Protein | Peptide | DR4 (Kj/mol) | favorable interaction DR4 | unfavorable Interaction | HB total | Total Hydrophobic interaction | Salt bridge |
NH | NH69-83 | -191.88 | 29 | 3 | 13 | 10 | 2 | |
SMT | SMT133-148 | -233.90 | 33 | 6 | 16 | 12 | 2 | |
CPA | CPA39-54 | -229.14 | 21 | 2 | 11 | 8 | 0 | |
CPA301-316 | -228.65 | 28 | 1 | 18 | 8 | 2 | |
CPB | CPB42-57 | -210.19 | 27 | 9 | 16 | 8 | 0 |
CPC | CPC37-52 | -185.22 | 20 | 5 | 11 | 9 | 1 |
Total binding Energy (kJ.mol− 1). HB. Hydrogen bond. Data was obtained from the MDOCK-DStudio visualizer and AutoDock tools.
The analysis of intra and intermolecular interactions displayed that the lower binding energy of sequences was in the peptide-derived SMT protein (-233,90 kJ.mol− 1), related to the number of favorable interactions and total hydrophobic interactions (Fig. 2). The peptide sequence interacts with several AAs of the A and B chains of MHC class II, with the presence of conventional hydrogen bonds (green circle), carbon bonds (orange circle), and hydrophobic bonds (pink circle) (Fig. 2A).
Figure 2. 2D diagram of Molecular docking protein-peptides.
Footnote Fig. 2. A. HLA-DR4 – SMT133 − 148 peptide. B. HLA-DR4-CPA39 − 54 .peptide. C.HLA-DR4- CPA301 − 316 peptide. D.HLA-DR4 – CPB42 − 57 peptide. E .HLA-DR4 – NH69 − 83 peptide. F. HLA-DR4-CPC37 − 52. Intra and intermolecular interactions. Green. Conventional hydrogen bonds. Pink. Hydrophobic interactions. Orange. Carbon bonds. Red. Unfavorable bonds. Shadows. Solvent accessible surface.
The CPA protein sequences have binding energies like those of the SMT protein peptide. The 2D models show mostly conventional hydrogen bonds, followed by attraction and hydrophobic charges. More soluble accessible surfaces are also present (Fig. 2B-C). These results are consequent to the binding energies of sequences CPA39-54 (-229,14 kJ.mol-1) and CPA301-316 (-228,65 kJ.mol-1), and the few numbers of unfavorable interactions (Table 2).
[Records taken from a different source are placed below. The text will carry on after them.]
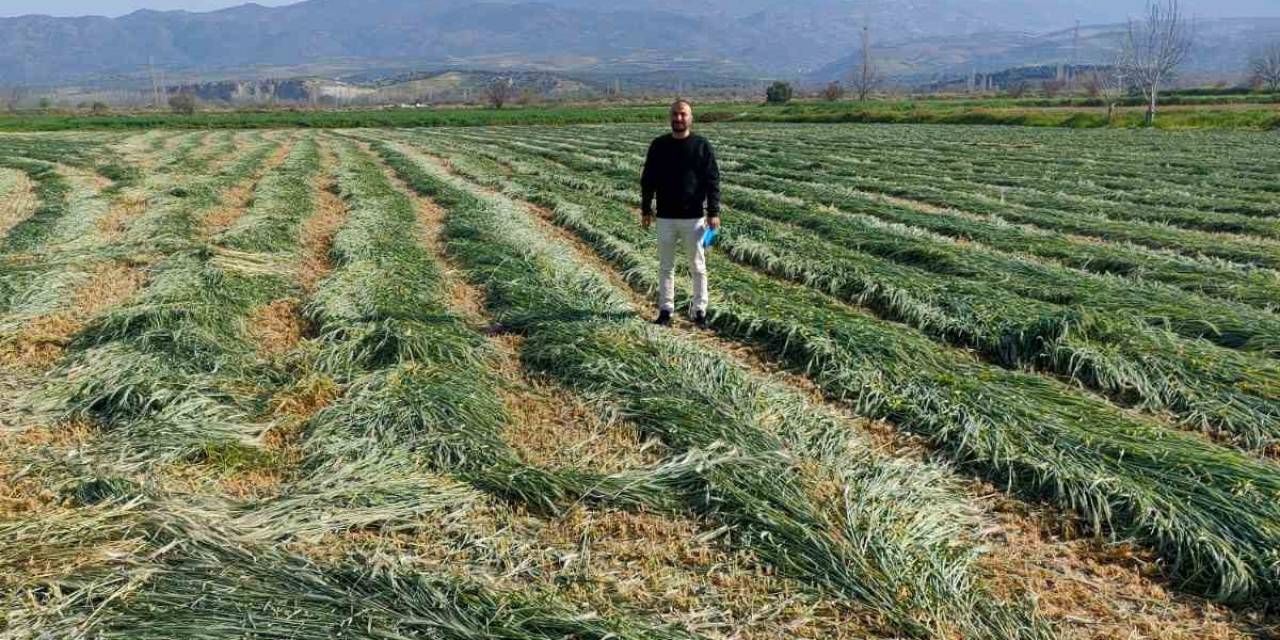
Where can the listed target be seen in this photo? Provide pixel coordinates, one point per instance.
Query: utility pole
(1075, 53)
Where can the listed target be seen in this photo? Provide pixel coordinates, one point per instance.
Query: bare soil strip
(1088, 589)
(18, 204)
(318, 231)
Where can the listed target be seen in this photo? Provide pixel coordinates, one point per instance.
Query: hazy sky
(117, 7)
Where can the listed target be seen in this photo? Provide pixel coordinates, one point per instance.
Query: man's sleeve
(648, 178)
(711, 173)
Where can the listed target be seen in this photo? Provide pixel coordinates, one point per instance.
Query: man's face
(681, 117)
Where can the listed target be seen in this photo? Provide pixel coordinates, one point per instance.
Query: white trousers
(686, 234)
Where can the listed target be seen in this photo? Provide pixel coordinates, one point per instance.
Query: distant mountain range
(739, 37)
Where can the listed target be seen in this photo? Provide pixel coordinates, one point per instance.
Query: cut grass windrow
(1210, 511)
(51, 191)
(172, 373)
(1206, 387)
(417, 374)
(1215, 278)
(1224, 323)
(750, 453)
(190, 574)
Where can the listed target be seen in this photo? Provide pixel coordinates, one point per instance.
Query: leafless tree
(1107, 85)
(501, 91)
(1153, 48)
(1265, 67)
(865, 77)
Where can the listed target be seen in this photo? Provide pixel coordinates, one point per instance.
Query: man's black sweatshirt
(684, 174)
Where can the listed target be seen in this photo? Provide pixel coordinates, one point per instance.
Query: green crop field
(958, 382)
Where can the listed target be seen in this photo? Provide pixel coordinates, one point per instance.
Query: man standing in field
(681, 170)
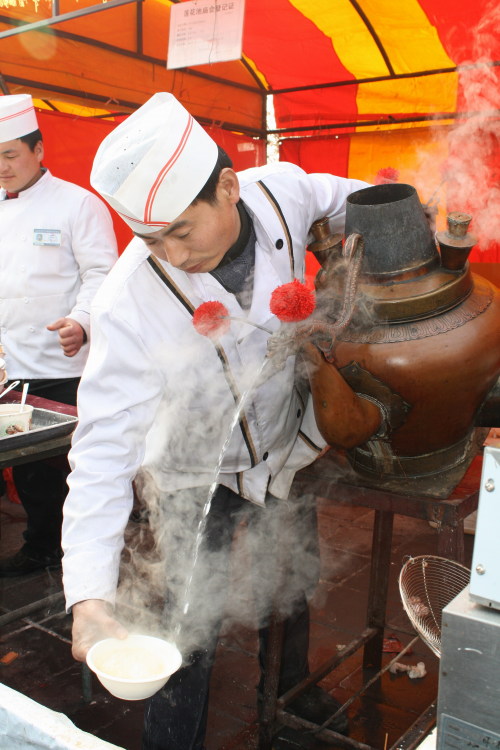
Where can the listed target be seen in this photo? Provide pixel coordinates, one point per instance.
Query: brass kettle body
(423, 342)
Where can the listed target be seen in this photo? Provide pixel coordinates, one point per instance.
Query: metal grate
(427, 584)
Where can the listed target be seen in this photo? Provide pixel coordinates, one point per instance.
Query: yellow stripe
(410, 41)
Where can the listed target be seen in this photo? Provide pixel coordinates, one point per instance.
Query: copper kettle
(423, 341)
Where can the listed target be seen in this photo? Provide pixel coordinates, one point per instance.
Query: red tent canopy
(357, 85)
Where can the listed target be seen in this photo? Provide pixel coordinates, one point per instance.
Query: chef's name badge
(47, 237)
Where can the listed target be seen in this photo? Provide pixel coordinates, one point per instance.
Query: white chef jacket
(156, 394)
(56, 246)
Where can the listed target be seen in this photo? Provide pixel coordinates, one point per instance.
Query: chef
(157, 399)
(56, 246)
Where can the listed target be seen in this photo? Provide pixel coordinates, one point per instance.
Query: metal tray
(45, 425)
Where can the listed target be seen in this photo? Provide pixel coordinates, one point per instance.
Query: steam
(471, 170)
(237, 584)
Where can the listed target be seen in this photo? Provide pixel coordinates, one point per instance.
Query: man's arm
(94, 247)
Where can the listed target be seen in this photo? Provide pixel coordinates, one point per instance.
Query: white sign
(205, 31)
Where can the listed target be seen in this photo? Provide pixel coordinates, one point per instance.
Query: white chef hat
(17, 116)
(153, 165)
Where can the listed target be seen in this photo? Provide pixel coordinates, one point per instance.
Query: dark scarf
(235, 271)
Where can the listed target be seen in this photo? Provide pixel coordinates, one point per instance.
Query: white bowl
(135, 667)
(13, 419)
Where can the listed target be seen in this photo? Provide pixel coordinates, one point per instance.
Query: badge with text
(47, 237)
Among the selected CPB protein sequences, it was observed that peptides 42–57 had binding energy (-210.19 kJ.mol-1). The analysis of inter- and intramolecular interactions showed the predominance of hydrogen bonds and hydrophobic bonds between peptides and proteins, as well as the low amount of carbon bonds and solvent-accessible surfaces (Fig. 2D). The 69–83 sequence of the NH protein also showed low binding energies (-191,88 kJ.mol-1), exhibiting the presence of favorable interactions, related to conventional hydrogen bonds, carbon bonds, and hydrophobic bonds within the peptide-protein complex (Fig. 2E).
The peptide sequence derived from the CPC protein showed binding energies of -182.22 kJ.mol-1 to MHC class II. This energy was the highest of those resulting from the other sequences analyzed, correlating with fewer numbers of favorable interactions (Table 2). The 2D analysis shows the presence of conventional hydrogen bridges, and hydrogen bridges, but little presence of carbon bridges; additionally, unfavorable interactions (red circle) and the absence of solvent-accessible surfaces are evident (Fig. 2F).